Incidentally you can make indexes on Ingredient->Page/Cuisine->Page rather
than maintaining Page indexes for specific ingredients/cuisines. So with just
two indexes you can filter out any Cuisine/Ingredient combo (You can even do
multiple ingredients! As it's an intersection though, multiple cuisines
wouldn't be useful as few dishes are likely to fall under multiple cuisines,
you could still do it though.)

------
johkra
This was a very graphic and easy-to-understand explanation of indexes in
general. Although I thought I understood indexes, it helped me understand
secondary indexes better. Thanks for linking!

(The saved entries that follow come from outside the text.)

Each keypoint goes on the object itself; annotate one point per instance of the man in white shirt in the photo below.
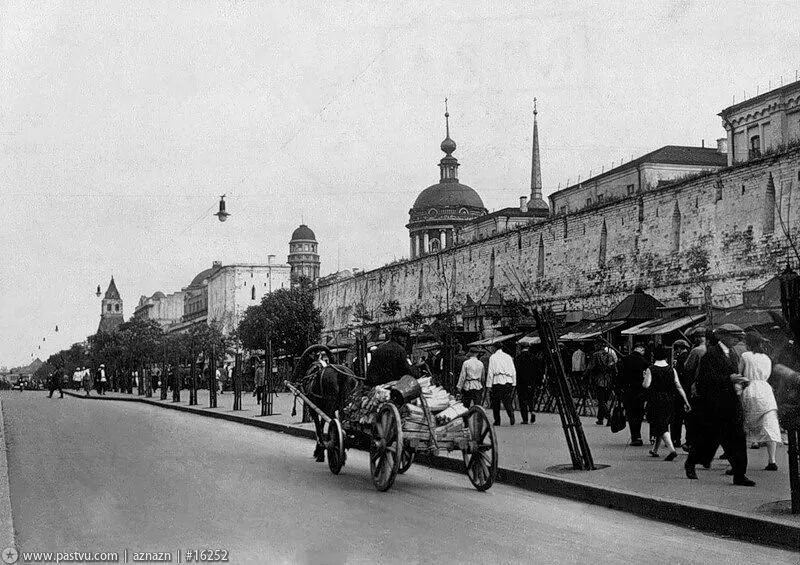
(578, 363)
(501, 378)
(470, 382)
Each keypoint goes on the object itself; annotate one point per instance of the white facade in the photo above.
(164, 309)
(763, 123)
(234, 288)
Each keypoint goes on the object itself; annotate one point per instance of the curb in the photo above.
(7, 537)
(727, 523)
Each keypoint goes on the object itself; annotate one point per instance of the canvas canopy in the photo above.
(494, 340)
(661, 327)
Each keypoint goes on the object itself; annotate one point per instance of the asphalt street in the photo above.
(99, 475)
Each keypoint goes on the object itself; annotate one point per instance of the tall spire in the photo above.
(536, 203)
(448, 166)
(536, 169)
(448, 145)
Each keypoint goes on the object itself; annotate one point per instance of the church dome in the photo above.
(447, 195)
(303, 232)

Did they ever write the promised second part where they wanted to present
B-trees in a similar form? I think I understand B-trees, but it wouldn't be
the first time I realise I didn't really understand something after all...

------
VladRussian
>It’s knowing how indexes work and having the intuition to create the best
indexes for your queries and your data set. Lacking this intuition, your
production database will eventually slow to a crawl, you’ll upgrade your
hardware in vain, and when all else fails, you’ll blame both gods and men.

it isn't an intuition. It is knowledge about access paths your system uses in
query plans and how to manage them. "Intuition" and "use [always] indexes" -
these 2 perpetrated legends is what frequently the root cause of the pitiful
performance of reasonably large DB systems (ie. ones that many times larger
than the RAM of the DB [cluster]). People get charmed by the "magic" of B-tree
and miss the iron-platter reality of random vs stream IO. You see a DBA or DB
developer expressing unconditional disgust pointing toward the red line of
"Full-Table Scan" in query plan he managed to display in the GUI tool and you
immediately understand what the situation at this client site is :)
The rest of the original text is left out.